Jiang P, Wang X, Jiang L - Sensors (Basel) (2015)

Bottom Line: The hierarchical strategy is used to adjust the distance between the parent node and the child node to reduce node movement.Furthermore, the silent mode is adopted to reduce communication cost.Simulations show that compared with SDDA, CTDA can achieve high connectivity with various communication ranges and different numbers of nodes.

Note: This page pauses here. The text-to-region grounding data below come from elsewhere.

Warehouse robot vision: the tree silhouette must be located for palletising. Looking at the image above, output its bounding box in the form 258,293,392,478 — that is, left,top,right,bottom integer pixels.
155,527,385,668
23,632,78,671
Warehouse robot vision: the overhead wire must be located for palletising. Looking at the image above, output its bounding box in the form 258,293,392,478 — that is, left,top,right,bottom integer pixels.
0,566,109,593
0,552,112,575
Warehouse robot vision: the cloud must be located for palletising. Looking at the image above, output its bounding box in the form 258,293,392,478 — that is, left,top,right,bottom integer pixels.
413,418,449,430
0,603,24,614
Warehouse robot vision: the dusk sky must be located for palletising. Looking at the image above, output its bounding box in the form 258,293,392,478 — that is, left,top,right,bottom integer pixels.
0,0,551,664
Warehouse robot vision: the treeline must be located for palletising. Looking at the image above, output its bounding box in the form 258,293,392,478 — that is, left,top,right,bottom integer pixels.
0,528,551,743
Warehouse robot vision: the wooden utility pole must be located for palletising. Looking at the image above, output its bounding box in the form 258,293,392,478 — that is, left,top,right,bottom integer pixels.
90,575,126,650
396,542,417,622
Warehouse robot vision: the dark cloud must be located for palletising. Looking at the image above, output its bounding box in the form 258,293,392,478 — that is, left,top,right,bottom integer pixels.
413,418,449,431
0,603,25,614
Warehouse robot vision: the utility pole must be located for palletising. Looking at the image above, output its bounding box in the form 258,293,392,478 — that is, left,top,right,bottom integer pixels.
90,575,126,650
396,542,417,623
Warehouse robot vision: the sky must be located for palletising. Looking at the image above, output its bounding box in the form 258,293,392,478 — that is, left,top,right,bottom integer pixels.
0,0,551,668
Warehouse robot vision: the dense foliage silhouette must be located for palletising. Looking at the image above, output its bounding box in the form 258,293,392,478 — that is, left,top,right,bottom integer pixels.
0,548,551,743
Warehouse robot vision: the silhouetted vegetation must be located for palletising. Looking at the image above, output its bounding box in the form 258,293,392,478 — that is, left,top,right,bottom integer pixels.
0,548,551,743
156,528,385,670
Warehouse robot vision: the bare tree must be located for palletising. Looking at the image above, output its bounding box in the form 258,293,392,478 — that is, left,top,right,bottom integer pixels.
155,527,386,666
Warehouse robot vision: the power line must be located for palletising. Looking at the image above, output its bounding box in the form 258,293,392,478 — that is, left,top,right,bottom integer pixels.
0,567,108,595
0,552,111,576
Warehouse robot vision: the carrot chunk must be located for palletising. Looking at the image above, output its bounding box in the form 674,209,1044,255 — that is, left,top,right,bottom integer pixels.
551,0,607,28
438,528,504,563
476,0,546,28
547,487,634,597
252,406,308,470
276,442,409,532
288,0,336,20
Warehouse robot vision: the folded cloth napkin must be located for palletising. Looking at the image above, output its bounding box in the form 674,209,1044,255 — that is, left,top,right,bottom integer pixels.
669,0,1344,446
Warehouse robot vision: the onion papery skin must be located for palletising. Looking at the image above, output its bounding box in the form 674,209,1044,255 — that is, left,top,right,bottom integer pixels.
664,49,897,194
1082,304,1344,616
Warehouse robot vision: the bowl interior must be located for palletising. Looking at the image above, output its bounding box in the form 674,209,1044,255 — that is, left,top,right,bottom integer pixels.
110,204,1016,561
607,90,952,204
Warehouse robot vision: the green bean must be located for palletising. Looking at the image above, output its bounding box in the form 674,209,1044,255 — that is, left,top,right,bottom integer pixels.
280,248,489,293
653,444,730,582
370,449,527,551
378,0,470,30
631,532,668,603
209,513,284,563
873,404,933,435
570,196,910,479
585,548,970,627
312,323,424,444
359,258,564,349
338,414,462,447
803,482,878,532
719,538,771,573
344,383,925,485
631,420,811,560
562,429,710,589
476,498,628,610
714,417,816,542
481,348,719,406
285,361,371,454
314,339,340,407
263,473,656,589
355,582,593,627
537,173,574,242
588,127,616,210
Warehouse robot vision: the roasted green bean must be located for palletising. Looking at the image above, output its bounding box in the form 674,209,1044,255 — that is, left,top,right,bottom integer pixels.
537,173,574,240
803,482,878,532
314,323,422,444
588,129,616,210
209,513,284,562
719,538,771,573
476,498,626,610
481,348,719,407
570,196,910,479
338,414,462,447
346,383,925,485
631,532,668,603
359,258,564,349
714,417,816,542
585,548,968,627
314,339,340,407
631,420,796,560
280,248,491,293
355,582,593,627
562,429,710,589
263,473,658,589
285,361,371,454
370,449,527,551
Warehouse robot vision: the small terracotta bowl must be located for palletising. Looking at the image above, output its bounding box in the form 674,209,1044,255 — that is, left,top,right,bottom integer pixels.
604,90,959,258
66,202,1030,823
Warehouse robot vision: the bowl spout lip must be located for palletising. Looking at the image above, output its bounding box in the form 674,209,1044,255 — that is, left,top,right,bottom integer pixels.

View Article: PubMed Central - PubMed

Affiliation: Key Lab for IOT and Information Fusion Technology of Zhejiang, Hangzhou Dianzi University, Hangzhou 310018, China. pjiang@hdu.edu.cn.

ABSTRACT
Designing an efficient deployment method to guarantee optimal monitoring quality is one of the key topics in underwater sensor networks. At present, a realistic approach of deployment involves adjusting the depths of nodes in water. One of the typical algorithms used in such process is the self-deployment depth adjustment algorithm (SDDA). This algorithm mainly focuses on maximizing network coverage by constantly adjusting node depths to reduce coverage overlaps between two neighboring nodes, and thus, achieves good performance. However, the connectivity performance of SDDA is irresolute. In this paper, we propose a depth adjustment algorithm based on connected tree (CTDA). In CTDA, the sink node is used as the first root node to start building a connected tree. Finally, the network can be organized as a forest to maintain network connectivity. Coverage overlaps between the parent node and the child node are then reduced within each sub-tree to optimize coverage. The hierarchical strategy is used to adjust the distance between the parent node and the child node to reduce node movement. Furthermore, the silent mode is adopted to reduce communication cost. Simulations show that compared with SDDA, CTDA can achieve high connectivity with various communication ranges and different numbers of nodes. Moreover, it can realize coverage as high as that of SDDA with various sensing ranges and numbers of nodes but with less energy consumption. Simulations under sparse environments show that the connectivity and energy consumption performances of CTDA are considerably better than those of SDDA. Meanwhile, the connectivity and coverage performances of CTDA are close to those depth adjustment algorithms base on connected dominating set (CDA), which is an algorithm similar to CTDA. However, the energy consumption of CTDA is less than that of CDA, particularly in sparse underwater environments.

No MeSH data available.


Connectivity with varying communication radii.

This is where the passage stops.